──「心をgitで管理する世界」の物語で、自分がみているのはfetchした時点の友人
〈ショートストーリー〉
田中とは、それからもたまに連絡を取った。
会えば、昔の話だ。文化祭、屋上、担任のあだ名。高校のあたりのcommitを、何度もcheckoutしては転がして遊ぶ。そこだけは二人とも、すらすら出てくる。
新しい話は、しない。
お互いの「今」を少しだけ話して、そしてどちらからともなく、また昔へ戻る。新しいcommitは、一つもpushされないまま流れていく。会えば昔、会えば昔。私たちの友情は、いつのまにか高3のタグみたいになっていた。会いに行ける。なつかしい。でも、新しい一日は、もう書き足せない。
一度、夜遅くに田中からいつもより長い連絡が来た。仕事のことで、何かうまくいっていないようだった。昔の田中になら、電話して朝まで聞いていた。
私は、画面をしばらく見て ── 結局、スタンプを一つ送った。気のきいた言葉が出てこなかった。疲れてもいた。明日、ちゃんと返そう、と思った。
明日は来た。返事はしなかった。彼のその夜は、私の中にfetchされないまま流れていった。
たぶん、向こうにもこういう夜があったのだろう。私が送らなかった何かを、向こうもどこかで待っていたのかもしれない。
別れぎわ、いつも同じことを言い合う。
「お前、変わらないなあ」
ずっと、ほめ言葉だと思っていた。
ある日、気づいた。あれは、約束だったのだ。
── お互い、fetchしないでおこうな。
更新しないでおこう。お前は、俺の中の、あの頃のお前のままでいてくれ。俺も、お前の中で、そうしている。fetchしてしまえば、なつかしい十八歳は、今の田中に上書きされる。それはたぶん、本物の田中だ。でも、二人で笑える田中ではなくなる。

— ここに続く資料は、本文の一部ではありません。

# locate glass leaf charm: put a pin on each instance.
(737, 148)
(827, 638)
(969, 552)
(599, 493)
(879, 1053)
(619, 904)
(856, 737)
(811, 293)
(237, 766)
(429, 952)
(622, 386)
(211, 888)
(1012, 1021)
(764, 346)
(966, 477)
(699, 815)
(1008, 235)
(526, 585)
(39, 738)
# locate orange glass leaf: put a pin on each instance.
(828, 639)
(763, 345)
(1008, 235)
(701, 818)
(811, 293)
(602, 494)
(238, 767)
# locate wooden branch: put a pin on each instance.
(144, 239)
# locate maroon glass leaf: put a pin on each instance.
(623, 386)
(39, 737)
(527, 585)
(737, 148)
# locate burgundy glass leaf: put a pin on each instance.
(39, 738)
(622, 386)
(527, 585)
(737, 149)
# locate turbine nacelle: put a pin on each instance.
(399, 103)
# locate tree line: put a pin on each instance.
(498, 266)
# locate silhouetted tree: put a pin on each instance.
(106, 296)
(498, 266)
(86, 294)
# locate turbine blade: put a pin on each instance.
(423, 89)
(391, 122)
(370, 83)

だから私たちは、fetchしない。古いまま、会う。古いまま、笑う。
それは、優しさのような気もした。臆病の、別の名前のような気もした。
会うほどに、けれど、田中は遠くなった。なつかしさのぶんだけ、今の田中から離れていく。
楽しかった。会うたび、確かに楽しかった。
ただ、その楽しさは、二十年前の二人の楽しさだった。
〈技術ノート〉── fetchしていない
ノートは答え合わせではない。物語が嘘をついた、ちょうどその場所の地図である。
物語が嘘をついた場所
「お前、変わらないなあ」── この実感が、嘘だ。
田中は、変わっている。変わっていないのは、私の中の田中だ。正確にはorigin/田中 ── 私が最後にfetchした時点の、彼のキャッシュ。それが古いまま固まっている。だから私には本当に、彼が変わらなく見える。彼の側に異常があるのではない。私が取り寄せていないだけだ。
remote-tracking branch(origin/田中のような枝)は、相手の現在ではない。私のリポジトリの中に置かれた、相手の複製の、しかも古い版だ。これはfetchしたときにしか動かない。サボれば、何年でも止まる。
そしてもう一つ。「fetchすれば、彼が更新される」も、少しずれている。
-
fetch ── 相手の新しいcommitを取り寄せ、
origin/田中を最新に進める。彼の近況を読めるようにはなる。だが、私自身(私の枝)は、まだ何も変わらない。 -
pull ──
fetchした上で、それを自分の枝にmergeする。相手の二十年を、自分の人生に取り込んで初めて、こちらの側が動く。
田中の近況を「知る」だけなら、fetchで足りる。彼を自分ごととして引き受けるのが、pull。私たちは、その手前 ── 取り寄せることすら、しないと約束した。
正しい名前
| 物語の言葉 | gitの正名 |
|---|---|
| 私の中の、十八歳のままの田中 |
origin/田中(remote-tracking branch)=最後にfetchした時点の古いキャッシュ。相手の現在ではない |
| 取り寄せる | fetch=相手の新しいcommitを取り寄せ、キャッシュを進める(自分の枝は変わらない) |
| 自分ごとにする | pull=fetch+merge。取り寄せた上で、自分に統合する |
| 古いまま、会い続ける | 未fetchの常態=取り寄せないから、相手がpush済みでも手元のキャッシュは古いまま |
要点
-
「変わらない」のは相手ではなく、自分のキャッシュ。
origin/相手はfetchでしか動かない。サボった年数ぶん、ズレる。 - fetchは読むだけ、pullは引き受ける。 近況を知るのと、相手の変化を自分の人生に取り込むのは、別の操作。
- 取り寄せられるのは、相手がpushしたものだけ。 相手がpushしていなければ、fetchしても新しいものは来ない。「相手の現在そのもの」には、そもそも誰も直接は触れない。